Melilli viene citato nelle carte dell’omicidio Boiocchi, seppur non sia indagato in nessun modo. È Antonio Di Leo, detto “Tony Brianza”, a parlare di lui: “Premetto di essere un esponente della tifoseria organizzata di Curva Nord e appartengo al gruppo denominato ‘Brianza Alcolica’, in questo momento guidata da Melilli Andrea detto ‘Rava’”. Tony Brianza è l’uomo incaricato da Ivan Luraschi, uno dei membri del vecchio direttivo, di svuotare il magazzino intestato a Beretta e contenente l’arsenale di cui avevamo parlato in questo articolo. “Mentre ero intento a svuotare il magazzino, all'interno del quale vi erano circa 200 scatole di abbigliamento del merchandising di curva Nord, ho ricevuto una telefonata, di cui non ricordo se su applicazione WhatsApp o telefonica, da Ferrario Cristian, dipendente di Beretta, che in quel momento era agli arresti domiciliari, il quale mi ha riferito che tra il materiale da prelevare vi era un ‘pacco che scottava’, indicandomi, con esattezza, come fare a individuarlo”. Di Leo prende il pacco e se lo porta in casa, in attesa di sapere come muoversi. Dopo qualche giorno richiama Ferrario per chiedere indicazioni: “Anche lui, a sua volta, attendeva indicazioni, e non so da chi poiché erano tutti detenuti”. Ferrario viene arrestato nella notte tra il 22 e il 23 novembre 2024. A quel punto Di Leo avverte il nuovo direttivo e Melilli di essere in possesso di un pacco “che scottava”. Il capo ultrà risponde: “Sei un coglio*e, adesso ti dico cosa devi fare, mi informo con gli altri”. Il giovedì successivo va al Baretto di San Siro per la riunione della curva. Lì viene a sapere di essere stato tagliato fuori: “Sono stato avvicinato da Mellini Andrea il quale mi ha comunicato che, da quel momento, ero sospeso da curva Nord, non avrei potuto far parte della chat dei diffidati, non avrei potuto frequentare il Baretto, venivo sollevato dagli incarichi in maniera temporanea finché non mi sarei liberato del pacco”. In realtà le parole di Melilli furono queste, dice Di Leo: “Ti volevano fare un culo perché ti sei preso una responsabilità che non ti toccava e soprattutto perché non ci hai informato... vai a casa e sistema la situazione”. Cosa conteneva quel pacco?

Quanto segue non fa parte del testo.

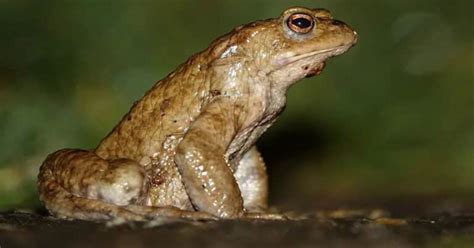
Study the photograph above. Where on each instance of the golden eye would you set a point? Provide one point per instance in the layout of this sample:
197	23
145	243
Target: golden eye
300	23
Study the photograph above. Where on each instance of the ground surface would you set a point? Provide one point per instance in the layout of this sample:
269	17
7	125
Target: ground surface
329	229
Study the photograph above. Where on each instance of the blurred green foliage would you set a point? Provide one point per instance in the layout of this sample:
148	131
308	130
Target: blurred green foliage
393	116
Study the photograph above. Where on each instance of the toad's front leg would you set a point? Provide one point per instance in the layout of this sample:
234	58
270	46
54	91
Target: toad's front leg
208	179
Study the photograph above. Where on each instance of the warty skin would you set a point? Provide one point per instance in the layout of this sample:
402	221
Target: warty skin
187	148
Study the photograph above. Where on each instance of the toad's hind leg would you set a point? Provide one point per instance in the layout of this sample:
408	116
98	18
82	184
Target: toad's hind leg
80	185
251	176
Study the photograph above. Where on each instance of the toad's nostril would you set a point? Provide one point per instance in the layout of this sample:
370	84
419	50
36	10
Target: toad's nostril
337	23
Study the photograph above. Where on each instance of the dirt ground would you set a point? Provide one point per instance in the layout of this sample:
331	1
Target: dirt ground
341	228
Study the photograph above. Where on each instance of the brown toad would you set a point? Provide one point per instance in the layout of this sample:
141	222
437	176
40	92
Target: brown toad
187	148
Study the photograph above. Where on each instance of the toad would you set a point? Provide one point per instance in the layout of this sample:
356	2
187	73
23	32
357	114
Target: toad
187	147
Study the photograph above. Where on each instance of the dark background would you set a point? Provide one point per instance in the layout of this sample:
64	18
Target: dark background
391	120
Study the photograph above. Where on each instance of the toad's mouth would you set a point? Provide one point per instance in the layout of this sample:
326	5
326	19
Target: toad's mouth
315	71
315	60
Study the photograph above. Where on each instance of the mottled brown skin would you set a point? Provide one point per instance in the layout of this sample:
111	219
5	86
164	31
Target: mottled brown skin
186	149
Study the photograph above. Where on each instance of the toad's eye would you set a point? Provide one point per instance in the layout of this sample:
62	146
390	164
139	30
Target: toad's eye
300	23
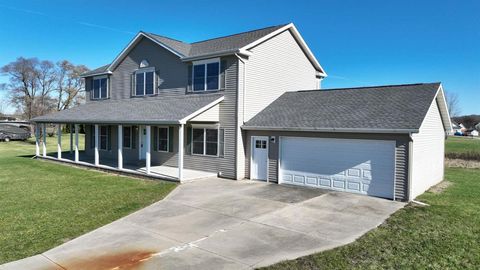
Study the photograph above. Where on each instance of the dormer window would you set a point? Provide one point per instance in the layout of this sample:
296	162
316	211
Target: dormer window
100	87
206	75
144	64
145	82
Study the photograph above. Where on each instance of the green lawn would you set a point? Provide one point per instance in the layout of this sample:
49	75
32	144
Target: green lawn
459	145
43	204
444	235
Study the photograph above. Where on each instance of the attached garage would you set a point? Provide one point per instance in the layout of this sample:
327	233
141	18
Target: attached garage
359	166
378	141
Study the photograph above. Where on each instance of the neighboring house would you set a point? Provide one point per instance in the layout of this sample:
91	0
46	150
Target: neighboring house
230	106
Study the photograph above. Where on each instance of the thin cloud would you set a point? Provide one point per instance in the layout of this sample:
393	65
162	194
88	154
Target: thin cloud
104	27
87	24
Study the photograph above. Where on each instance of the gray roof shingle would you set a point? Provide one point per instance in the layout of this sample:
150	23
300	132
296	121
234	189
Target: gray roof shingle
101	69
394	107
132	111
206	47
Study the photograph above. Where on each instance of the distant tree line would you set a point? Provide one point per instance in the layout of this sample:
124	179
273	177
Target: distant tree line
37	87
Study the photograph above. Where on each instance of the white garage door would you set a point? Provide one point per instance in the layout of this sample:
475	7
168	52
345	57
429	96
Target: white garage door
360	166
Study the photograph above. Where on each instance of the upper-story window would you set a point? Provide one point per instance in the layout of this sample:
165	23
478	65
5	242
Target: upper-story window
145	82
100	87
206	75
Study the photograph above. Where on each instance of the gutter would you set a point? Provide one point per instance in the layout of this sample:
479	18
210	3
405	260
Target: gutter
350	130
215	54
97	74
132	122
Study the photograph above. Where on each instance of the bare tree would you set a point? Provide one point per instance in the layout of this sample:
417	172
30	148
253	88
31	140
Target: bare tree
453	103
22	85
70	86
39	87
46	76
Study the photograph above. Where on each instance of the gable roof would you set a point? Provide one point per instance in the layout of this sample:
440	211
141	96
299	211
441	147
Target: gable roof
98	71
169	110
237	43
391	108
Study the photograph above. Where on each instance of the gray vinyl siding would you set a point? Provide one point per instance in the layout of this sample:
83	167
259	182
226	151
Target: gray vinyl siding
171	71
401	153
224	165
276	66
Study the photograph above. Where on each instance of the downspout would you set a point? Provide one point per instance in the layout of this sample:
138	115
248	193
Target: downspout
410	162
244	85
238	131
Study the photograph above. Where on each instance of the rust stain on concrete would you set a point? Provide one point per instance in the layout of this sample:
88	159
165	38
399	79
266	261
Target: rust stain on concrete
120	261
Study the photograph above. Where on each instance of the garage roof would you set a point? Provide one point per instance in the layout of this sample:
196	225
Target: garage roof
390	108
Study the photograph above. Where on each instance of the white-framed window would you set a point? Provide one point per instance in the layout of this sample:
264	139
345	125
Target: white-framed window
145	82
205	141
206	75
103	138
163	139
100	87
127	136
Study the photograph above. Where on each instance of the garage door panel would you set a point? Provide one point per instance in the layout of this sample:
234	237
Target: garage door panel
361	166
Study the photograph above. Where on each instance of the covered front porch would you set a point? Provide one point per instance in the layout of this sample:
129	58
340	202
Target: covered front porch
163	172
148	145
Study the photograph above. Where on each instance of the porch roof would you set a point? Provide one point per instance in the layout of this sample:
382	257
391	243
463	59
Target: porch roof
168	110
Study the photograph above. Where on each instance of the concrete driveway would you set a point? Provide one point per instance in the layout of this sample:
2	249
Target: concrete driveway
221	224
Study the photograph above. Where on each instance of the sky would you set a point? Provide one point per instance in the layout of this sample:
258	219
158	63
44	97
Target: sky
358	43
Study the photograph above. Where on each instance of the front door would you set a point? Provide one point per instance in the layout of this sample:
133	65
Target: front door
142	142
259	158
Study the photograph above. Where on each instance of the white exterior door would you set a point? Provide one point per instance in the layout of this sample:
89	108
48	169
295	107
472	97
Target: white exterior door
259	161
359	166
142	142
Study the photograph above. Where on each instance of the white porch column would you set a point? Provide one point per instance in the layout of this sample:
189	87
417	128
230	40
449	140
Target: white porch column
120	147
97	156
37	140
147	145
71	138
180	152
44	141
59	141
77	155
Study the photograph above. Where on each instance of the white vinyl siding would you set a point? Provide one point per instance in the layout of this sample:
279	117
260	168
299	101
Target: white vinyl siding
428	153
276	66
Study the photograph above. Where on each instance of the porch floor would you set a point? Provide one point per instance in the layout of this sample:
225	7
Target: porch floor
156	171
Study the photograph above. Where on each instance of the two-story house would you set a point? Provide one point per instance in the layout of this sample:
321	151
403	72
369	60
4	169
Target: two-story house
230	107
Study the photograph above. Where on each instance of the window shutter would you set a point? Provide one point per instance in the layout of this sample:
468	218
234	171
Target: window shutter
134	137
223	68
132	85
190	79
109	138
155	138
221	139
157	82
92	136
170	139
189	141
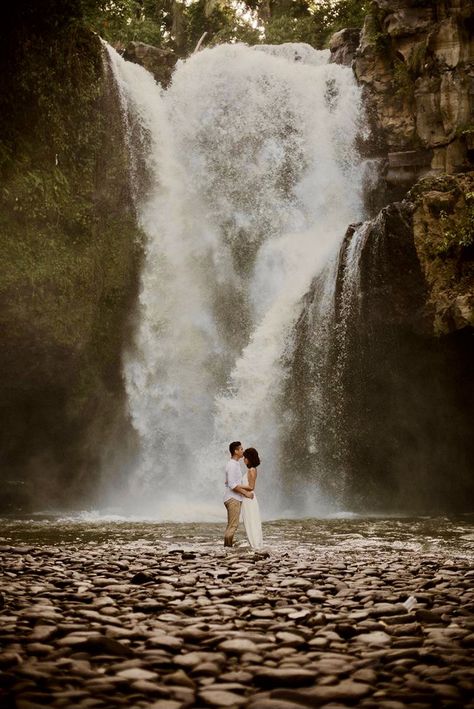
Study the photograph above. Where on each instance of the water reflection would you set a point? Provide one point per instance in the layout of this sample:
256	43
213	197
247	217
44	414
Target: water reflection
450	535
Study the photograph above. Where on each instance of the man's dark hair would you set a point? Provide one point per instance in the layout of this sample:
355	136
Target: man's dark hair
252	457
233	446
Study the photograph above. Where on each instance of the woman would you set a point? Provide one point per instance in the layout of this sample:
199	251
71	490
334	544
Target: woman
250	509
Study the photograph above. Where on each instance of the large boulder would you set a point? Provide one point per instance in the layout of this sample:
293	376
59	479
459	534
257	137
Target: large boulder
415	62
343	46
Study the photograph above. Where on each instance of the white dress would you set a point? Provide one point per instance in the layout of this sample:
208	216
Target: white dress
251	519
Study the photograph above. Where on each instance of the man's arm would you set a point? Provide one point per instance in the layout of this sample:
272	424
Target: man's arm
242	490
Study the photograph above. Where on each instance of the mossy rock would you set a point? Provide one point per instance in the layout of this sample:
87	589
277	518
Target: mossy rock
70	251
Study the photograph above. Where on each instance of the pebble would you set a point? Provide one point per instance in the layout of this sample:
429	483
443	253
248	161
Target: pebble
135	624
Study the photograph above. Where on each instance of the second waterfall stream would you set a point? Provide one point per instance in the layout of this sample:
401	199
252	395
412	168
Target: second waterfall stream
252	177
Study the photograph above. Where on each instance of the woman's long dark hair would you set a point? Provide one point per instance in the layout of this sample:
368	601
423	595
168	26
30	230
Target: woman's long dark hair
252	456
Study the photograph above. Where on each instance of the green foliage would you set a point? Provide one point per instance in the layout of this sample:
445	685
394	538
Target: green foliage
374	29
457	235
403	82
180	25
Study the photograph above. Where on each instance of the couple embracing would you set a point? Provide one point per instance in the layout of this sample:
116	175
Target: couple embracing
240	495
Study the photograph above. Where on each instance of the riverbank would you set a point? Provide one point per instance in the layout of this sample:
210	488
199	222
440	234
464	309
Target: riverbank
102	620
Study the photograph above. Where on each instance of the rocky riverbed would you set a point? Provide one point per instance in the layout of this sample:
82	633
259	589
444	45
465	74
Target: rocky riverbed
330	614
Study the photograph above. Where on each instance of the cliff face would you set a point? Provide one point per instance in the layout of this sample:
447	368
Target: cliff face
416	63
69	253
382	394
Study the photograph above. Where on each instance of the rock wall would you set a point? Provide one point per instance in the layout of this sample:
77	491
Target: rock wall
159	62
416	64
70	253
382	395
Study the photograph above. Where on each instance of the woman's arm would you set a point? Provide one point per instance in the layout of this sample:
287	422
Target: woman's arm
252	478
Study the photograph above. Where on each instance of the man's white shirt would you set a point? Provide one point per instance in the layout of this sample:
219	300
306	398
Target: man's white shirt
233	477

Il primo dicembre 2024 la polizia trova in casa di Di Leo una pistola Smith & Wesson modello 357 magnum con sei proiettili caricati nel tamburo. L'arma, si legge nelle carte, era in una scatola che conteneva materiale elettorale di un politico. Beretta in una sua confessione aveva detto che gli ultras "facevano robe" per lui. Il nome del politico è contenuto nelle carte, poi ci sono degli omissis. Questo non significa, lo specifichiamo, che ci siano dei reati di mezzo. Viene da chiedersi: come mai quell’arma era così importante? Volevano davvero nascondere l’oggetto più “scottante” oppure il nuovo direttivo voleva evitare di finire nei guai per le azione dei vecchi capi? Forse era un modo per prendere le distanze dal passato? Per il momento non lo sappiamo. Ancora Di Leo, comunque, chiarisce che la decisione sulla sua estromissione non fu presa solamente da Melilli, ma da tutto il direttivo: “Preferisco non fare i nomi perché ritengo che voi già sappiate tutto. Per quanto mi riguarda affermo che tale estromissione è stato un voltafaccia da parte della curva, invece di darmi una mano per aiutarmi, contravvenendo quindi ai valori della curva ovvero aiutare gli appartenenti”. Insomma, un presunto tradimento. I nuovi capi preferivano tenersi alla larga da questioni del passato, probabilmente, e quell'arma poteva forse costituire un pericolo per la loro reputazione. Chiaramente queste sono solo ipotesi. Nel frattempo, ci sono delle prove di un altro tradimento, che dovranno essere dimostrate a processo: quello di Andrea Beretta e Marco Ferdico nei confronti di Vittorio Boiocchi. Dei valori ultras in quella storia c’è ben poco: quelli erano già stati lasciati da parte.